Any text, if it's at all interesting, invites a multiplicity of interpretation, and it's always possible merely to disagree with a take on a play. In this case, the wrongness goes beyond disagreement to a fundamental misunderstanding of the very being of the writing, to the point where the play itself is terminally obscured. It can happen to any play - I've seen it done to Shakespeare. It's as if a mistaken decision were reached early in the process, and every step afterwards led inexorably to doom. How this happened with the cast and production team that director Aidan Fennessy had to hand is a case study in artistic car crashes. On paper it's impeccable, some of the best talent that our theatre has to offer.
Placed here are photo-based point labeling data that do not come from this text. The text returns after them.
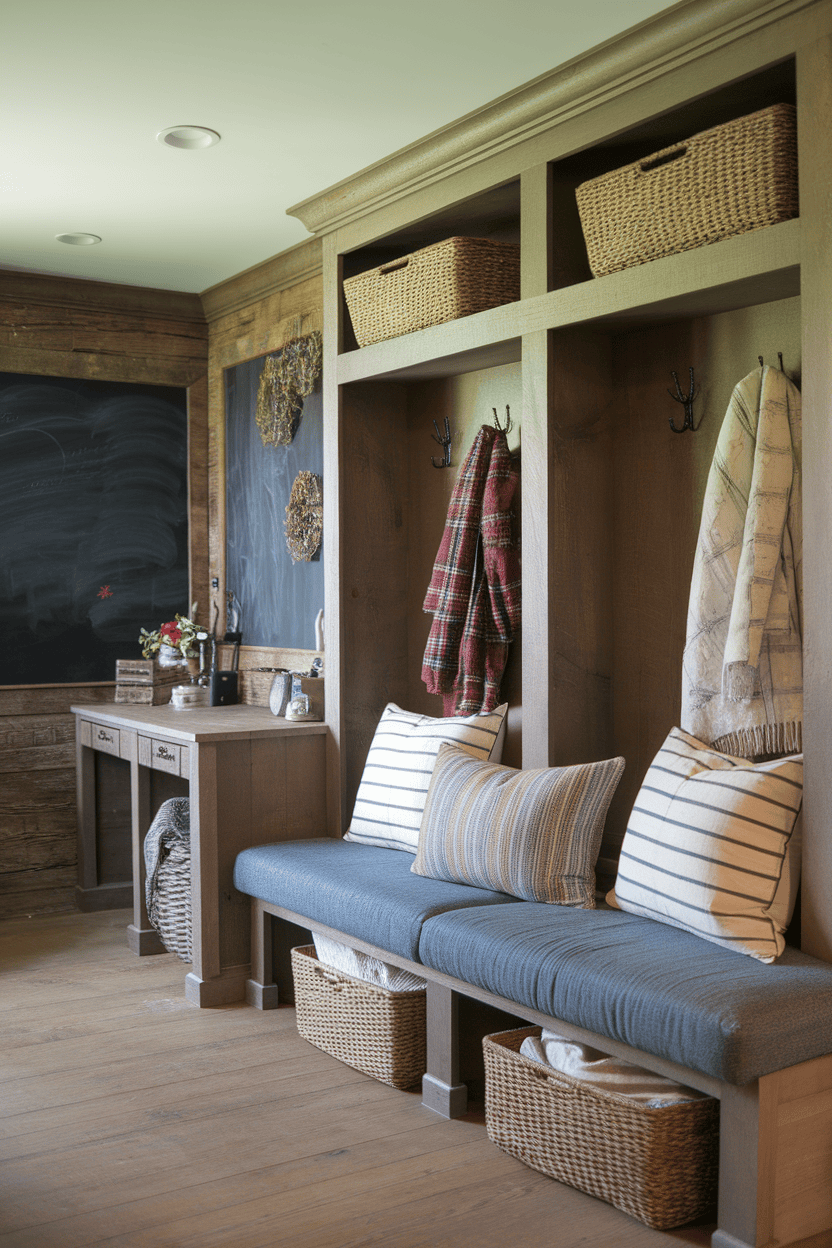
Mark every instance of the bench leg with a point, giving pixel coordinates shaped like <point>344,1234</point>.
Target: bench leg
<point>776,1160</point>
<point>261,990</point>
<point>440,1087</point>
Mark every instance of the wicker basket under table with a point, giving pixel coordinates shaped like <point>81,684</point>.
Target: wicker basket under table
<point>368,1027</point>
<point>438,283</point>
<point>169,885</point>
<point>659,1165</point>
<point>725,181</point>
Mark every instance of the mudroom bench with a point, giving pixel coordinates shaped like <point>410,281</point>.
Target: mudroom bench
<point>756,1036</point>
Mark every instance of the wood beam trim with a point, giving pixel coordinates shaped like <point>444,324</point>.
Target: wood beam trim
<point>20,287</point>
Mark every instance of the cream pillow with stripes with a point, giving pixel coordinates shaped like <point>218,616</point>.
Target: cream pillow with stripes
<point>712,846</point>
<point>533,834</point>
<point>394,784</point>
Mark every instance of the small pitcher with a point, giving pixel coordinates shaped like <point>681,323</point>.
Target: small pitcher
<point>280,693</point>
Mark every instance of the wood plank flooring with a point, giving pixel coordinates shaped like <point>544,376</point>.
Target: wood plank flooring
<point>130,1118</point>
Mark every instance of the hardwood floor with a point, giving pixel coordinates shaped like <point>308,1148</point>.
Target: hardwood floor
<point>130,1118</point>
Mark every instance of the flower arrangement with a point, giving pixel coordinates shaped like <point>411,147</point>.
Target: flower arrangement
<point>180,634</point>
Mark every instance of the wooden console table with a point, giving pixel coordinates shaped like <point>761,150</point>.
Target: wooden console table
<point>252,778</point>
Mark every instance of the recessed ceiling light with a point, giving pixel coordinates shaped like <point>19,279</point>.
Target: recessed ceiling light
<point>188,136</point>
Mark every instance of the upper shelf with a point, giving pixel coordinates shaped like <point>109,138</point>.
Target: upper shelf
<point>756,267</point>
I should say that I am already familiar with this play. Back in 2008, I was one of three judges who unanimously gave Return To Earth a RE Ross Playwright's award for further development. The following year I saw it read in Hobart as part of Playwriting Australia 2009, and saw no reason to revise our judgment that this was one of Katz's best plays so far. Not that it's visible in this production; if I hadn't read the text, I might have thought it one of her worst.

Katz's early work, from the closely observed suburban absurdity of The Eisteddfod to the wildly theatrical dislocations of Lally Katz and the Terrible Mystery of the Volcano, created a riveting tension between a stern, even cruel emotional truthfulness and the dizzying vortex of her imaginative world. As her work has developed, from plays such as Goodbye Vaudeville Charlie Mudd to A Golem Story, the writing has become sharper: more theatrically crafted, less anarchic. But those desolating absurdities remain at the centre of the work: an obsession with death, loss and love, refracted through a self so splintered it can be scarcely said to exist. Katz is, crucially, a playwright of surfaces: her characters are performances of themselves, role-players in the most profound sense, and the emotional abysses that open beneath their emptiness and lostness can be vertiginous.

Return To Earth is an apparently simple fable that preserves Katz's unstable realities, but here locates it firmly in a - supposedly - naturalistic suburbia. There's not much in the way of plot. Alice (Eloise Mignon) returns home to her family after an unspecified time away, searching desperately for something real. Her parents Wendy (Julie Forsyth) and Cleveland (Kim Gyngell) welcome her home with claustrophobic solicitude.

Alice attempts to reunite with an old childhood friend Jeanie (Anne Louise Sarks), reconnects with her widowed brother Tom (Tim Ross) and her terminally ill niece Catta (Allegra Annetta) and has an affair with local car mechanic Theo (Anthony Ahern), a man whose skin is disconcertingly covered with shellfish. Alice finds she can save her niece's life by donating a kidney, but at the same time discovers that she is pregnant, which means the life-saving operation can't be done. Her niece dies, but Alice has her baby. Finally she tells her mother where she has been - in outer space, where she has lost her self but discovered the marvellous.

What counts is the slippages and ellipses in the texture of the play, how it lurches from apparently banal reality to strangeness in the space of a sentence. The result can be, as in Borges's story Tlön, Uqbar, Orbis Tertius, an increasingly disturbing feeling of the known world losing its moorings, becoming strange and perilous. In this production, we get quirky instead of strange, and emotional insight becomes mere whimsy.

Alice is played as terminally naive: there is no sense of interstellar alienation in her performance, no sense of almost irretrievably damaged adulthood. Her unvarying tone sets the pitch for the rest of the performances: somehow these characters, despite everything that happens in the play, are curiously static. The performances are generalised caricatures, rather than detailed investigations of emotional states. Claude Marcos's design, an abstract revolve mimicking a planetary system with a diorama of a night-time suburb in the background, exacerbates the problems: the actors all seem lost in the space. The set almost acts as a spoiler, leaving nothing to reveal about Alice's travels: we know from the beginning that she has been in outer space. Everything looks slick, but feels empty.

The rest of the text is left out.